A Plan of the Nucleotide Sequence of the 16S

RNA.

This plan represents the nucleotide sequence of about 95% of the 16S RNA molecule. We have found that the sequence at the extreme 3'-terminus agrees with that recently proposed by Shine and Dalgarno43, but differs from the one originally suggested by Santer and Santer44. We have taken account of the recent re-investigation of the sequences of the T1 RNase oligonucleotides by Uchida et a145 in the above plan (see text). We believe that the significant changes they have made in the oligonucleotides 31, 3 and 2 (our numbering system4) using U2 RNase digestion are likely to be correct, and we have used their results accordingly. The other differences between their results and our previously reported findings4 are small, usually a C residue.

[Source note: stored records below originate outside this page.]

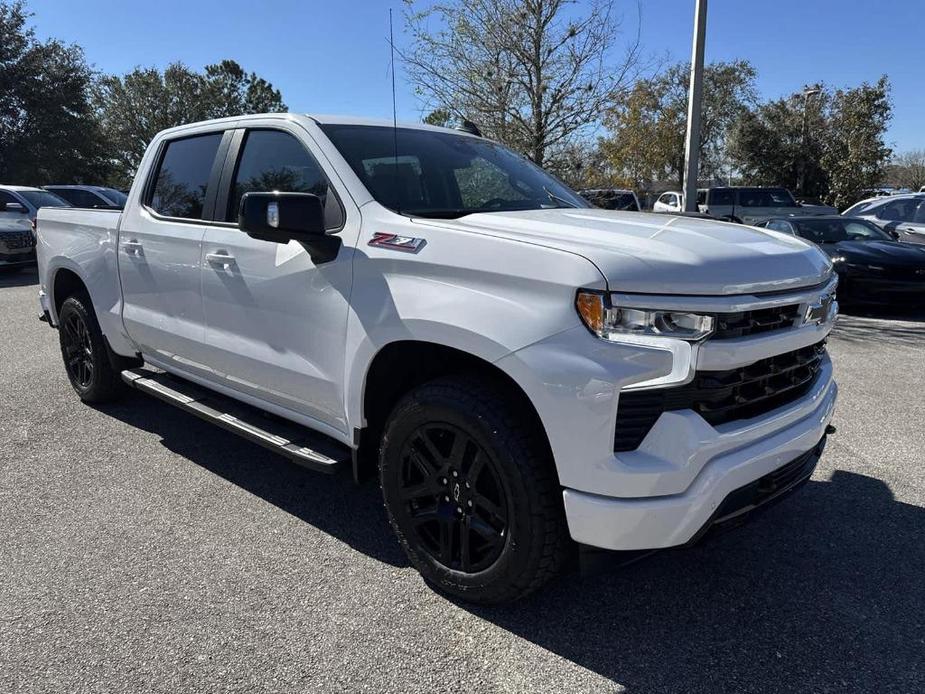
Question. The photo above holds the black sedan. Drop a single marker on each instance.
(873, 267)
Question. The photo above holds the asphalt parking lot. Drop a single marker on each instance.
(144, 550)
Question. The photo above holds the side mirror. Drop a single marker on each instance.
(282, 217)
(13, 207)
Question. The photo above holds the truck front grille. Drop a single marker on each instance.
(762, 320)
(722, 396)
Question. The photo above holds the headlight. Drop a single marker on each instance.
(611, 322)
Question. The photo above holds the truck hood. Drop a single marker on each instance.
(662, 254)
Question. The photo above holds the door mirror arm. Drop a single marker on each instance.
(285, 217)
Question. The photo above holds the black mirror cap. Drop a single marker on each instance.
(282, 217)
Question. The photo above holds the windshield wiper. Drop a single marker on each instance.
(556, 198)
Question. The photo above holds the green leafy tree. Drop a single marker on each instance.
(647, 124)
(135, 107)
(440, 117)
(853, 152)
(907, 169)
(780, 143)
(47, 130)
(533, 74)
(827, 145)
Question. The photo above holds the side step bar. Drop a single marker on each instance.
(301, 445)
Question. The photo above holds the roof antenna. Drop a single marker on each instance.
(394, 119)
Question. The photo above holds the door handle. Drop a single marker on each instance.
(222, 259)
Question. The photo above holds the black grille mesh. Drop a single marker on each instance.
(722, 396)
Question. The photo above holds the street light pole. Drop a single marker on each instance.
(694, 103)
(801, 181)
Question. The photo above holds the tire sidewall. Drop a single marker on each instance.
(429, 406)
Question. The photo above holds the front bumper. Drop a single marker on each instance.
(676, 519)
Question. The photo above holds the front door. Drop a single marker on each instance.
(275, 318)
(160, 245)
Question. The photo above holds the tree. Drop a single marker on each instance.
(533, 74)
(135, 107)
(835, 144)
(853, 152)
(647, 124)
(47, 130)
(907, 170)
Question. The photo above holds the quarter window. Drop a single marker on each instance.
(79, 198)
(722, 197)
(183, 176)
(272, 160)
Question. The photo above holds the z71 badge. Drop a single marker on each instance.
(408, 244)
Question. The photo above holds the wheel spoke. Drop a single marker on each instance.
(435, 457)
(428, 488)
(425, 467)
(485, 531)
(475, 468)
(457, 449)
(490, 508)
(447, 537)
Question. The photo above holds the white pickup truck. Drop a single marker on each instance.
(521, 371)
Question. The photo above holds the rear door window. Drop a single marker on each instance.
(722, 196)
(272, 160)
(183, 176)
(897, 211)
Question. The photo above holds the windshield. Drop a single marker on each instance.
(116, 197)
(444, 175)
(611, 199)
(42, 198)
(835, 230)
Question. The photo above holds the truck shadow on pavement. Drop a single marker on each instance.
(825, 592)
(20, 278)
(332, 503)
(902, 329)
(822, 592)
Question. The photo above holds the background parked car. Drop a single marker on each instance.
(903, 214)
(753, 205)
(17, 243)
(873, 268)
(90, 196)
(612, 199)
(19, 201)
(668, 202)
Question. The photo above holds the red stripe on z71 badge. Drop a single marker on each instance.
(408, 244)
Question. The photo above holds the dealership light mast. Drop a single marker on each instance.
(695, 96)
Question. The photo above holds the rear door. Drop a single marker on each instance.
(276, 317)
(160, 244)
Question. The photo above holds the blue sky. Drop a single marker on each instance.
(332, 57)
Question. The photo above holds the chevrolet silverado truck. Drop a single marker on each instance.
(524, 374)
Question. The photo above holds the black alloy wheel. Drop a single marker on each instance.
(471, 490)
(454, 498)
(77, 349)
(94, 373)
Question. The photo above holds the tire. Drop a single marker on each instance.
(83, 349)
(471, 494)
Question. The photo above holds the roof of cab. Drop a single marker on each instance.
(20, 188)
(320, 119)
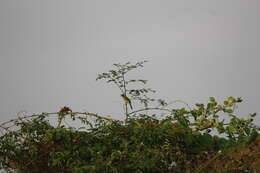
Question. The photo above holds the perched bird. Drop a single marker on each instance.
(127, 100)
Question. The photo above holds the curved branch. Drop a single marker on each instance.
(156, 108)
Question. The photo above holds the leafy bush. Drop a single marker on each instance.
(169, 140)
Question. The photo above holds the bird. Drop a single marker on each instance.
(127, 100)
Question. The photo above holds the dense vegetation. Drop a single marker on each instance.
(152, 139)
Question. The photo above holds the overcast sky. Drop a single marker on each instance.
(51, 52)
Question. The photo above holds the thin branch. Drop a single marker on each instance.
(156, 108)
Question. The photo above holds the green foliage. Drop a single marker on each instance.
(180, 141)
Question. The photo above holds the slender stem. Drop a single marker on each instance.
(156, 108)
(124, 85)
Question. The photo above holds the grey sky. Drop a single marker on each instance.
(51, 52)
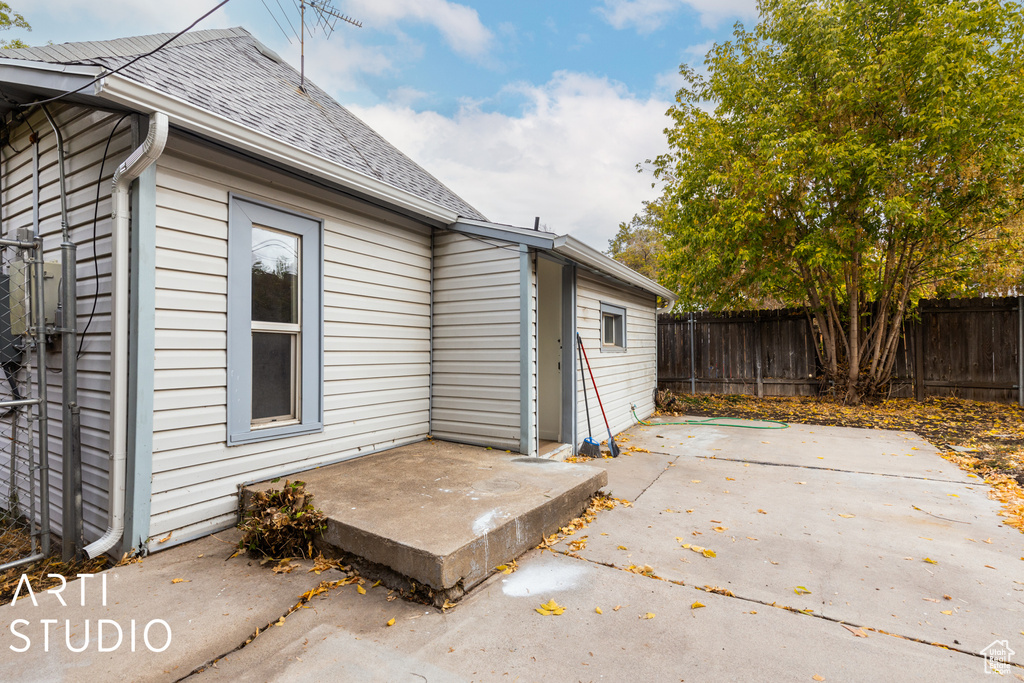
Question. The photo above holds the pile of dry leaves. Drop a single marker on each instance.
(282, 522)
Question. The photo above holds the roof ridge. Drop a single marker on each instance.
(118, 47)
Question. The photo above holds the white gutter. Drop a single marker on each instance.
(132, 167)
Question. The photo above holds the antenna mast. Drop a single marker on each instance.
(327, 18)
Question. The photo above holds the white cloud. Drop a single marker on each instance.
(648, 15)
(459, 25)
(569, 158)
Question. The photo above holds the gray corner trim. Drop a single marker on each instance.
(141, 336)
(569, 369)
(614, 309)
(506, 232)
(430, 347)
(524, 348)
(242, 213)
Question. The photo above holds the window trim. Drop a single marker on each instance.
(242, 213)
(620, 311)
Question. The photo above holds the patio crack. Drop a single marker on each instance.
(804, 467)
(793, 610)
(324, 587)
(652, 481)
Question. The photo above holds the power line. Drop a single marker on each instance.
(130, 62)
(276, 22)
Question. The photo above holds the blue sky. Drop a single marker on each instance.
(524, 109)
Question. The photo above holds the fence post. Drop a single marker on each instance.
(1020, 350)
(919, 355)
(757, 356)
(693, 377)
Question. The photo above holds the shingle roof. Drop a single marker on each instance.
(229, 73)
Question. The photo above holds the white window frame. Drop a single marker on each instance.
(308, 395)
(617, 313)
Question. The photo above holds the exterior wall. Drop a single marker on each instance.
(476, 382)
(376, 346)
(85, 133)
(625, 377)
(530, 316)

Upon re-examination of our data, we believe that the partial venom phosphodiesterase digestion methods which we used are likely to be more reliable than the U2 RNase methods, especially for some of the pyrimidine-rich oligonucleotides, and we believe that our analyses of spots 61, 28a, 21, 37 and 30a are probably correct. However, the results using partial venom phosphodiesterase digests were less clear for oligonucleotides 25, 7, 199 5 and 8, and we have used the results of Uchida et al for these sequences. In the case of oligonucleotides 14 and 56b, the U2 RNase digestion methods should be more accurate, and we have employed the data of Uchida et al, but we nevertheless note that our pancreatic RNase digests of these oligonucleotides indicate one additional C residue to be present in each case. In the case of oligonucleotide 29b, we find both their sequence and our originally published sequence, differing by a single C residue, in our 16S RNA as a heterogeneity (see table 1). This raises the possibility that some of the other small differences between our results and those of Uchida et al represent genuine differences between the 16S RNAs from E.coli MRE 600 and the B and K strains used by Uchida et al. Large capitals mark the beginning of different sections operationally defined by large continuous subfragments isolated after partial digestion. Underlined segments indicate regions where precise overlaps have not yet been obtained, although the sequences in question are known to be contiguous (see the text). Asterisks denote positional heterogeneities in the sequence (see the text and table 1) while parentheses enclose those segments where the oli-

gonucleotide composition is known, but not ordered. Very recently, Noller47 has reported studies of some nucleotide sequences within the 16S RNA by kethoxal modification, which affords a powerful method of examining sequences in some areas of the molecule. Although his results are largely in agreement with those reported here, he noted two places where his observations indicate that 2 neighbouring oligonucleotides have been transposed in the above sequence. In the first case, in D , we originally suggested the sequence UAAACGUCCACG (unpublished). His results show that the order of UAAACG and UCCACG is reversed. He also finds that UCCCGUWAAG rather than UUAAGUCCCG is likely to be the correct sequence in section K. Our proposed sequence of this area is tentative (shown by underlining in the above figure) and the results presented by Noller are likely to be correct, especially since, as he points out, the T1 and pancreatic RNase products from these two regions do not distinguish between the different possibilities.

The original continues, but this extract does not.